It is absolutely normal to be nervous before a presentation. When you stand up and it’s such a dead moment that you feel that every step you take gets you closer to purgatory.
You start sweating, everyone around starts whispering, and the guy in the back speaks louder. You’re holding an A4 sheet scribbled on both sides. Nobody else understands what you wrote there. And you’re walking … and walking … and you get to the front. They’re looking at you, you’re looking at them and you ask yourself “where did all these people come from?” One person in the first row raises an eyebrow as if they’re commenting about your clothes “couldn’t he have at least ironed his shirt?” You begin and…
I think that would be a moment that every one of us who have presented something at least once, has experienced. I admit it. I like presentations and I would gladly attend and talk at presentations.
When I was in college, I couldn’t wait to receive a homework that required a presentation. I used to take the homework …write it down… go home … and turn on the TV. I didn’t care that the presentation was so much work. I did not care that the teacher was the most dreadful man on Earth. I could find the topics in the book or on Google. And finally, why say stuff that people could read themselves? So I would always choose the way of making the presentations more interesting, let’s say weirder. Yes, I wanted my presentation to be as weird as possible.
Whatever I wanted, I usually found by watching TV. Energy, humor, stage presence, body language and the magical secret.
I can remember the presentation I had when I presented my final paper at college. It was about Obama’s first marketing campaign. I don’t know how others were but I’ve really learned something from that paper. It represented more than some meaningless words thrown somewhere on a paper. That was the moment when I realized even harder that I want to be in the marketing and social media industry.
And then the day when I was supposed to present my work came. My teacher hasn’t seen my presentation beforehand and I did not have the required number of slides. I made the layouts by myself in Photoshop and they contained almost no written text. I was simply excited about the result. I lived what I presented. And they had nothing to compare my paper with because at that moment there was no book whatsoever on Obama’s marketing campaign.
I put my energy into it, I talked to the class, I snuck a little humor there (by the way, don’t put humor in your final exam presentation: there are teachers who might not get it and you might get in trouble), due to my years of acting I knew how to move my body and my arms and the secret component was …. well it was magic.
Now let’s get back to our everyday work!
Many of you are marketers or advertisers that are going to clients/bosses to present an idea, a product, a campaign or a project.
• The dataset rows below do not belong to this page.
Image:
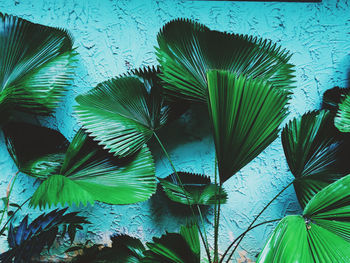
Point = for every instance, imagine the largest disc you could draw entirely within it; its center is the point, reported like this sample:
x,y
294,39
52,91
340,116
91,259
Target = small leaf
x,y
197,189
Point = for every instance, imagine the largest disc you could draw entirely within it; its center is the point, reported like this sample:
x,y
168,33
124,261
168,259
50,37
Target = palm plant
x,y
27,241
36,64
244,81
80,172
246,93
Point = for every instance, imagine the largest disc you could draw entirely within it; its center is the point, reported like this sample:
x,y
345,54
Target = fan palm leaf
x,y
35,66
321,234
28,240
312,153
342,119
180,247
123,113
194,189
188,50
332,98
86,174
246,115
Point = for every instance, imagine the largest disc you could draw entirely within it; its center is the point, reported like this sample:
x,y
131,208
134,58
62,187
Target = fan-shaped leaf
x,y
312,153
125,249
246,114
174,247
122,113
88,173
332,97
37,151
35,66
197,189
187,50
81,173
322,234
342,120
28,240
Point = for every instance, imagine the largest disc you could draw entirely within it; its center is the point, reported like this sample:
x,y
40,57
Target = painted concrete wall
x,y
112,36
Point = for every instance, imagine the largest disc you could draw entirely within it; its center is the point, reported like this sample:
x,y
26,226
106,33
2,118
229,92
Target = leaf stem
x,y
256,218
204,240
20,207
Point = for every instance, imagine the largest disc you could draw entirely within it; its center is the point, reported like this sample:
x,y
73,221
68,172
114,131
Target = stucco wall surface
x,y
114,36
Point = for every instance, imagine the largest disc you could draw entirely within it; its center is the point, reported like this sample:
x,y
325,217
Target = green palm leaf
x,y
196,189
125,249
187,50
245,115
122,113
322,234
342,120
37,151
35,66
312,153
86,173
180,247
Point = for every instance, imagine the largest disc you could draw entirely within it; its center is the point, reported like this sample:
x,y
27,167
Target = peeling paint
x,y
112,36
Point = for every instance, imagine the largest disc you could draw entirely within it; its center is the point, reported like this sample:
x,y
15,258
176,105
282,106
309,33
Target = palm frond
x,y
194,189
332,97
322,234
188,50
312,153
125,249
37,151
342,119
246,115
180,247
36,64
28,240
122,113
83,173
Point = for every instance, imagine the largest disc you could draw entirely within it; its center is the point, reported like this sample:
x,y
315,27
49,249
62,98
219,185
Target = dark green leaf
x,y
246,115
125,249
342,120
312,153
332,98
28,240
174,247
88,174
322,234
37,151
197,189
35,66
188,50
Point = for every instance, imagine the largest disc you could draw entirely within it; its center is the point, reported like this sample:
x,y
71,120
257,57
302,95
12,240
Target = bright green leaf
x,y
188,50
197,189
122,113
246,115
342,120
312,153
35,66
322,234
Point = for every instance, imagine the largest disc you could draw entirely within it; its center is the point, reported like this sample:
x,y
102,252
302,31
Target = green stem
x,y
204,240
256,218
8,197
251,228
4,227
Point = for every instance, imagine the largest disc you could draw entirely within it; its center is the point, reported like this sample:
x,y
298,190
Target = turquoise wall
x,y
112,36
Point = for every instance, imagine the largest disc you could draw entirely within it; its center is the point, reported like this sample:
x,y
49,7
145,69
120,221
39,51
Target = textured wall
x,y
112,36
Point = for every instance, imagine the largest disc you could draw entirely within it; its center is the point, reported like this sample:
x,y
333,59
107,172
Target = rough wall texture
x,y
113,36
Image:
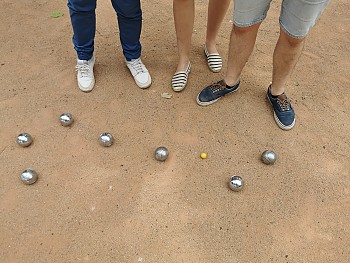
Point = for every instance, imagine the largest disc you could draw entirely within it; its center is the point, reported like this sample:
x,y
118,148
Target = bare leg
x,y
285,57
216,13
241,46
184,20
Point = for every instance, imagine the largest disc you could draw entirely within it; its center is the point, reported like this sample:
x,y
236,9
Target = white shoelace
x,y
84,70
137,66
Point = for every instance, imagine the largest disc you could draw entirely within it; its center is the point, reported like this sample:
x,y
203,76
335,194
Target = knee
x,y
294,42
81,6
129,11
245,30
182,1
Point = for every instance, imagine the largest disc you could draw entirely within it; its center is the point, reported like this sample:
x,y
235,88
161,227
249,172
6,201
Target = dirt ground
x,y
118,204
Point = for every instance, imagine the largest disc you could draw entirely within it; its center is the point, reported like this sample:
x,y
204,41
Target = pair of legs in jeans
x,y
296,19
83,18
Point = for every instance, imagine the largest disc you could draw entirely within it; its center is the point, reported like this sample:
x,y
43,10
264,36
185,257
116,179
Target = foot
x,y
85,75
214,60
140,73
282,110
180,78
214,92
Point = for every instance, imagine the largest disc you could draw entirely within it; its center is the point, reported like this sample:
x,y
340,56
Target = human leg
x,y
83,19
184,20
82,14
296,20
130,22
216,13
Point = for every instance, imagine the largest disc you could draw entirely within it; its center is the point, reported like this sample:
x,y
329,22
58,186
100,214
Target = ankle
x,y
231,81
276,91
211,47
183,64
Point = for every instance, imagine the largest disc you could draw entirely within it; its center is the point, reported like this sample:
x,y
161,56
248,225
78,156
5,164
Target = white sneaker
x,y
85,76
140,73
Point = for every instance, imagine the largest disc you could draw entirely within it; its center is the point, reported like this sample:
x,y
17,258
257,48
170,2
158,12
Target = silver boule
x,y
161,153
66,119
28,176
106,139
268,157
24,139
236,183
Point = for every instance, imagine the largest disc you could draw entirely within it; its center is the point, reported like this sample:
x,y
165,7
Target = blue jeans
x,y
83,18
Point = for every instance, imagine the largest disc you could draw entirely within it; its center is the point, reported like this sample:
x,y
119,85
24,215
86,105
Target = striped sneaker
x,y
214,61
179,79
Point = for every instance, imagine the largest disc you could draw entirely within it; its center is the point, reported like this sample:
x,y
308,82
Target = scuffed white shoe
x,y
140,73
85,76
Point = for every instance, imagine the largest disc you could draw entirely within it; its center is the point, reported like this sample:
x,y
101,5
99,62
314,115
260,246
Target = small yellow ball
x,y
203,155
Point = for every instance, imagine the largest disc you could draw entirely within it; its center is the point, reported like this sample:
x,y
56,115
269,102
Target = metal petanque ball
x,y
66,119
236,183
24,139
28,176
161,153
106,139
268,157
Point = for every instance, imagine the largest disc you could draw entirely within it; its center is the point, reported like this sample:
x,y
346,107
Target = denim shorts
x,y
297,16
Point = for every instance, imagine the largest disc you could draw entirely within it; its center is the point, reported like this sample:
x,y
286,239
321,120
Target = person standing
x,y
83,19
184,21
297,17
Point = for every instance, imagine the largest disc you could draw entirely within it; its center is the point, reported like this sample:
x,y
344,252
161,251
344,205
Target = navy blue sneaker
x,y
214,92
282,110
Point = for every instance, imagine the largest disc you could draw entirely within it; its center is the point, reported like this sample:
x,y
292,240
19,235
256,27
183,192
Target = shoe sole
x,y
88,89
144,85
278,122
211,102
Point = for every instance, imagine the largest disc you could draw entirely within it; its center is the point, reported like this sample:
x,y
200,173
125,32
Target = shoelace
x,y
216,87
137,65
284,104
84,70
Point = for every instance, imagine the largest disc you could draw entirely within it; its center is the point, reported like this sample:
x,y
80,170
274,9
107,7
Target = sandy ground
x,y
118,204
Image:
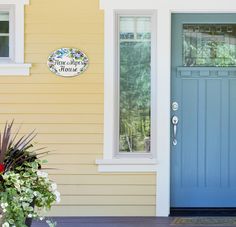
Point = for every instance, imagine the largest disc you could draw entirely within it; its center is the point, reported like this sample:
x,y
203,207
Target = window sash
x,y
151,15
10,10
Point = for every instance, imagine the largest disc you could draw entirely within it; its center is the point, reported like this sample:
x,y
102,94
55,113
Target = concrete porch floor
x,y
117,222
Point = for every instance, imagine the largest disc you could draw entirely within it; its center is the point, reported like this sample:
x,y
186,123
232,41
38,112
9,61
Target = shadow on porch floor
x,y
118,222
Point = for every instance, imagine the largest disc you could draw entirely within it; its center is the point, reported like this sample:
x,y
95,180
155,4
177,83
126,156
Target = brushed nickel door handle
x,y
175,121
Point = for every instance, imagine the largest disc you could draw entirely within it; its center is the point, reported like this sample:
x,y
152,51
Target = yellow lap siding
x,y
67,113
136,210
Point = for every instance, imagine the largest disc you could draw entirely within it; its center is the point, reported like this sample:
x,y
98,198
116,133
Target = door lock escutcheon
x,y
175,121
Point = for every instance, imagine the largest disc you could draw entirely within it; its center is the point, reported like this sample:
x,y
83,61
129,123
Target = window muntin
x,y
4,35
209,45
134,84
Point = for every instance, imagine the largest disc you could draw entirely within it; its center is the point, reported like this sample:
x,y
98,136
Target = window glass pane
x,y
4,27
209,45
4,22
4,46
4,34
135,84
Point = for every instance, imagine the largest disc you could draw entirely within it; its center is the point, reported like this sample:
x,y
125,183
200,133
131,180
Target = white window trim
x,y
114,161
14,65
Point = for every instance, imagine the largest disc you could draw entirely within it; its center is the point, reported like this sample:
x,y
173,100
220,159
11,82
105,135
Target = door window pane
x,y
135,84
4,34
209,45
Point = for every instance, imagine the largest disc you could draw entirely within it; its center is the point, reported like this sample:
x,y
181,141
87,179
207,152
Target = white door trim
x,y
164,9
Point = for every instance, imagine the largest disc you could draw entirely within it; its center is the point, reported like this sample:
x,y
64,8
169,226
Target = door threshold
x,y
203,211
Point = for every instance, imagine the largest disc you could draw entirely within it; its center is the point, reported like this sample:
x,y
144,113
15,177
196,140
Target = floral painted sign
x,y
68,62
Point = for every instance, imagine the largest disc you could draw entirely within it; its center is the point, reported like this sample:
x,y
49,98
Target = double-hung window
x,y
5,35
12,38
130,109
134,75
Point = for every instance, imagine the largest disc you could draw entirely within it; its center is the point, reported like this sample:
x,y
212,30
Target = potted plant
x,y
26,192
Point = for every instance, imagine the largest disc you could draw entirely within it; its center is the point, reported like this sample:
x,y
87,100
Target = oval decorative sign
x,y
67,62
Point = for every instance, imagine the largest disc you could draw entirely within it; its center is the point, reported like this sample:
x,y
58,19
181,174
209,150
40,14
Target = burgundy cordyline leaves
x,y
14,150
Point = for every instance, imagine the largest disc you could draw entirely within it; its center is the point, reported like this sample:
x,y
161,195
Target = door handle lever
x,y
175,121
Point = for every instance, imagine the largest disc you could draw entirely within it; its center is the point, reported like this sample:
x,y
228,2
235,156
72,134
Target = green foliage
x,y
21,189
135,95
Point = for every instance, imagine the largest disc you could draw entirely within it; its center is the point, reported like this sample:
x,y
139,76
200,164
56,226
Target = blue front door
x,y
203,110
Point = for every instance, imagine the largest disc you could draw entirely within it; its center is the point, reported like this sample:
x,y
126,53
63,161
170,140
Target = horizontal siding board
x,y
107,200
55,39
126,190
52,98
37,46
74,149
70,138
58,128
105,179
56,28
50,119
49,89
52,108
102,211
39,58
72,159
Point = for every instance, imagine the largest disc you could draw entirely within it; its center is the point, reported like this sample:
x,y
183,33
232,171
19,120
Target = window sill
x,y
14,69
127,165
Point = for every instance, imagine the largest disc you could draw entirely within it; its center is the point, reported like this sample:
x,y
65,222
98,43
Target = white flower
x,y
4,205
58,198
54,186
6,224
42,174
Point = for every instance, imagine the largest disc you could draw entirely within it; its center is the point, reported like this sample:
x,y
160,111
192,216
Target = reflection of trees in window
x,y
209,45
135,96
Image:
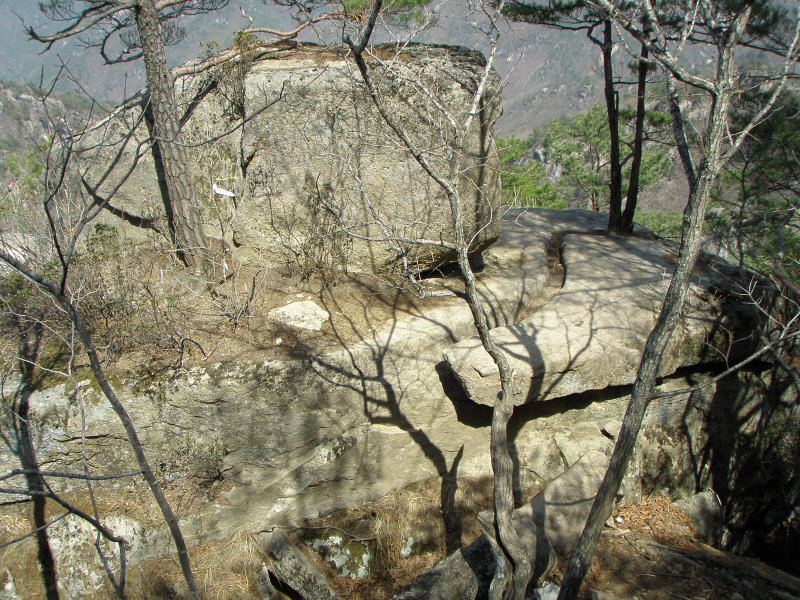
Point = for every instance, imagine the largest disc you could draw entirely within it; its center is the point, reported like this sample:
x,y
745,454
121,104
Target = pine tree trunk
x,y
701,185
615,168
626,225
180,202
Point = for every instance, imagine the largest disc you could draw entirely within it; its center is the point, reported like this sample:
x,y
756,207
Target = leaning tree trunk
x,y
180,202
701,185
33,479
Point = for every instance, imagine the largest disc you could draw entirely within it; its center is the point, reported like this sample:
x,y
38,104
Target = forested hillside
x,y
358,301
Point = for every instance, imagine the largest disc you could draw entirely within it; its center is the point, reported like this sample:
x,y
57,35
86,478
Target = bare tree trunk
x,y
626,225
85,338
180,202
133,439
701,187
502,465
28,461
612,109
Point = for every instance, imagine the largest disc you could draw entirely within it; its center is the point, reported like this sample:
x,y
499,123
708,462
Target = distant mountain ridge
x,y
547,73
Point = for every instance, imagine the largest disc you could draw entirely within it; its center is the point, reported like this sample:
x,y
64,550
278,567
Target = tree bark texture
x,y
626,225
659,337
180,201
133,440
35,483
612,109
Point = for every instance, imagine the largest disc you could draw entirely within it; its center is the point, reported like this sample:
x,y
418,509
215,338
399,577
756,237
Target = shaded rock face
x,y
297,438
297,140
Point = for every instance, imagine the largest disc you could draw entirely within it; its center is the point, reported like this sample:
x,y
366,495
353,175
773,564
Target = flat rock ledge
x,y
592,333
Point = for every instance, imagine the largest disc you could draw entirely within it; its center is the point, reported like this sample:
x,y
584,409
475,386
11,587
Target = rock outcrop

In some ways you’re right, you cannot put everything on the table for the client because there are some people so greedy that they will steal your idea. Or there are some other moments when you need a great story to tell your boss, but not too short and not too long. I completely understand this. But why don’t you give the customer just a small appetizer that will make him pay for the whole men?
So you want to know which is the only rule (that is not a secret) you need to know before you go on stage:
Just sell something that people want to buy!
And to make it even more easier for you to understand what is this all about, I will split this sentence in 3 points:
1. Sell Something
If you are a marketer, than you definitely want to sell something for somebody. So before you go up on the stage think about this “What will be the topic/product/idea that I want to sell?” And let’s get a little bit forward with the theory “I want to sell a dream”. A dream is not something that will get you money. You can sell time, as Uber does. You can sell connection, as Facebook does. You can sell productivity, as Apple does. So, what will you sell with your presentation?
Those who will listen to your presentation have their own agenda, their own context and their own culture. Think about is. All of them, even if they are 5, 10, 100, or 1000 people in the room, they gave you their time so now you need to give them something back. I know that there is a lot of pressure, but when you know what you want to sell, that means that you already know who they are, what they want and how they want it. So, who is your audience?
3. Want to buy
As I told you before, people present in that room are there because they gave you their time, so they want something back for that. The ball is in your court. You are on the stage and they are willing to listen to you. Make every second count, every slide in the presentation inspire. Use every answer and every moment to connect with your audience. Why? Because they want to buy something from you, and you need to take advantage of this opportunity.
Guess what, there are no secret steps to have a great, successful presentation.
There is only one way you can go, and this is by hard working, having patience and trying to gain as much experience you can.